Much of "We Will Rock You's" early moments establish the cruel actions of Globalsoft and its power over the citizens of the iPlanet. During this time, in which the audience is immersed in the dystopian world's laws and the hierarchy's wicked pursuit of Galileo and Scaramouche, signs of an engaging or meaningful plot were few, due to the very trite ways in which the characters spoke of Galileo and Scaramouche's offenses and to the trivial pursuits and general cartoonish behaviors and dialogues of the brainwashed members of that society.
Amidst the boringness and offsetting oddities of the Globalsoft world, the society's leader known as the Killer Queen, a half human-half video game character who downloaded herself into being, portrayed by Jacqueline B. Arnold, added a sufficient amount of spark. Arnold's imperiously wicked manner and thunderously powerful vocal performance of such Queen songs as "Fat Bottomed Girls" and "Another One Bites the Dust" endow the production with an electric force that proved mostly satisfying.
Once audiences journeyed with the musical's heroic duo to the barren part of the iPlanet known as the Wasteland and into the community of the Bohemians, a transformative aura overtook the plot. Amongst the Bohemians, a genuine sense of effervescence, realness and generous amounts of comedy abounded. Standing out as the rock-loving clan's two most endearing and entertaining members, Jared Zirilli, named after pop star Britney Spears, brought a highly amusing and kindly spirit to the stage. Ryan Knowles as Buddy, a name paying homage to rock 'n' roll legend Buddy Holly and his band the Crickets, exuded a totally free-spirited and zanily humorous nature, especially as he expounded upon the wondrously mysterious treasures he owns, such as a video tape, or as his Buddy would pronounce it, "vidayo tappee."
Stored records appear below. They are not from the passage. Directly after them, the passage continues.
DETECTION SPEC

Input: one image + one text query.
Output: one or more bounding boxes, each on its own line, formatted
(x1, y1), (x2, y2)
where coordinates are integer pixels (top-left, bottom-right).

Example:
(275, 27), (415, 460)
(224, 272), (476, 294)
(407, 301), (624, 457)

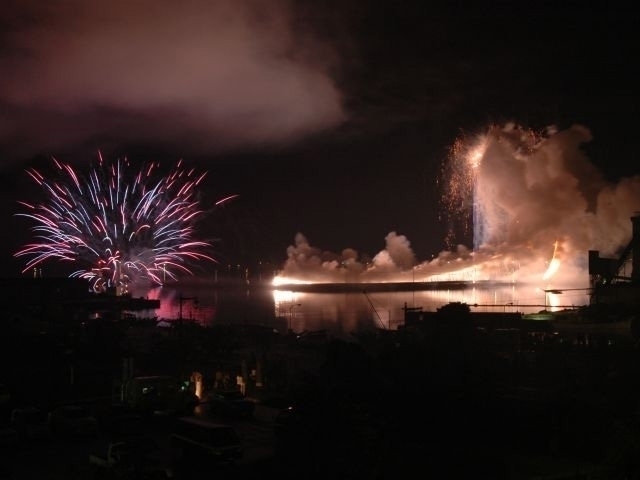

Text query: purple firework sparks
(14, 155), (216, 293)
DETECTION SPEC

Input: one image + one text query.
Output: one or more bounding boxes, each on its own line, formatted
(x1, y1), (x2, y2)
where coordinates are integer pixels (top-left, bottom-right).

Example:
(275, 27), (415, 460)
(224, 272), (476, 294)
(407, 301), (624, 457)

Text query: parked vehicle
(169, 417), (244, 464)
(89, 435), (173, 480)
(204, 390), (256, 418)
(9, 406), (51, 441)
(48, 404), (99, 437)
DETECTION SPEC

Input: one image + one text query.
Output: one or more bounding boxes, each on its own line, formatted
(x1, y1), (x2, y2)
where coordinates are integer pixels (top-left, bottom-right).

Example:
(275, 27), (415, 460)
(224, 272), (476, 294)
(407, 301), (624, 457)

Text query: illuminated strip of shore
(273, 280), (513, 293)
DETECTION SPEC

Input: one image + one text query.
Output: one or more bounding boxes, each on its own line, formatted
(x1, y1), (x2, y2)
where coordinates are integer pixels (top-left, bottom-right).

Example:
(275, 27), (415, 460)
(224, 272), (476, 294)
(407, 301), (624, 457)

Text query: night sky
(0, 0), (640, 276)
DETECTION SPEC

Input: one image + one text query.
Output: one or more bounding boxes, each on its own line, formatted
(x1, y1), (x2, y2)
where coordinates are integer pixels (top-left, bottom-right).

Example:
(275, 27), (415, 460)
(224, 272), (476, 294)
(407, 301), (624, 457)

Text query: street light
(289, 303), (302, 333)
(178, 294), (198, 321)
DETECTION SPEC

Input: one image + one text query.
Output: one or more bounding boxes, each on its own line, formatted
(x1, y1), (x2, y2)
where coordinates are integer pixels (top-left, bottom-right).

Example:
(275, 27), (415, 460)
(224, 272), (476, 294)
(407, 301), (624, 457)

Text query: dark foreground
(0, 306), (640, 479)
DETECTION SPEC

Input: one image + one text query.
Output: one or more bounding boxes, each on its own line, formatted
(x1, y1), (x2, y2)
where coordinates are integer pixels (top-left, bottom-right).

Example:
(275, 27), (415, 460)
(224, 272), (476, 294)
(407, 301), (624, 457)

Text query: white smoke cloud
(0, 0), (344, 161)
(278, 124), (640, 288)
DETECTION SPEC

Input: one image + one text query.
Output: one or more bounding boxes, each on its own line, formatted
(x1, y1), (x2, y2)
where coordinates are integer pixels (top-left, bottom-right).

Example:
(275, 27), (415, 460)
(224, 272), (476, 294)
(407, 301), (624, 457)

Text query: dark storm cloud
(0, 0), (345, 163)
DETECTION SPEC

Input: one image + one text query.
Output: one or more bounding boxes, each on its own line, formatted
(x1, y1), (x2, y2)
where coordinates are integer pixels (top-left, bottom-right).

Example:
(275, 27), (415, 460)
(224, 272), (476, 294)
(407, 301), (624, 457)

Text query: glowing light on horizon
(14, 155), (222, 293)
(274, 124), (640, 289)
(542, 240), (560, 280)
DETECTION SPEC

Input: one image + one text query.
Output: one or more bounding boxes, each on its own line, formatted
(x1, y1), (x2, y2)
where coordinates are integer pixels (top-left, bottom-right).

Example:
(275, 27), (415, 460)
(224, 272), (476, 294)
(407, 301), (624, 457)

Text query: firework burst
(14, 155), (220, 293)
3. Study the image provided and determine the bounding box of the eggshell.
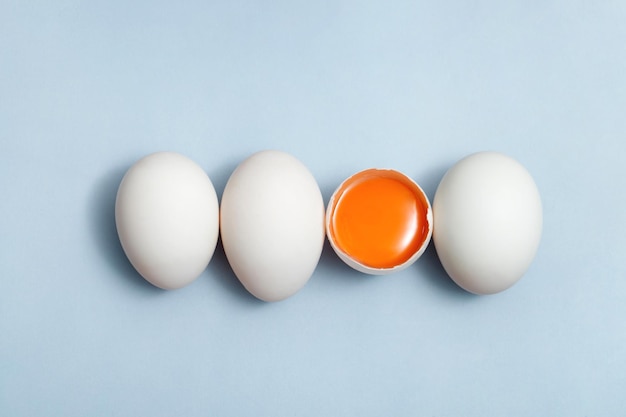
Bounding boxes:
[115,152,219,289]
[220,151,325,301]
[433,152,542,294]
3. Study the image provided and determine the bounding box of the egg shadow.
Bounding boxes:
[315,239,375,285]
[87,162,163,294]
[207,238,269,306]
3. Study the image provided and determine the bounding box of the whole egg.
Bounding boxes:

Uniquely designed lighting and the use of computer-generated images created an unordinary world full of danger and intrigue, while the production's costumes and wigs evoked both the otherworldliness of the Globalsoft society and of the 1980s rocker-inspired attire of the Bohemians, many of whom were clothed as famous 1980s music stars, such as Michael Jackson and Boy George.
Due to the somewhat lagging and mishandled unserious moments within the plot, especially, and the inconsistently smooth transitions into songs, "We Will Rock You" didn't emerge as the champion of musical theater. However, its very strong message warning of the enormous influence of social media and technology on society holds pertinent value for today's audiences, and recent pop cultural events mentioned in the musical, such as Miley Cyrus' recent twerking episode, may help to make the material more relatable to audiences. Most importantly the musical did just as its title states. The amplification of the production's live band that sometimes appeared onstage showed no mercy on the eardrums, and the boundless energy of the cast made certain that audiences were rocked.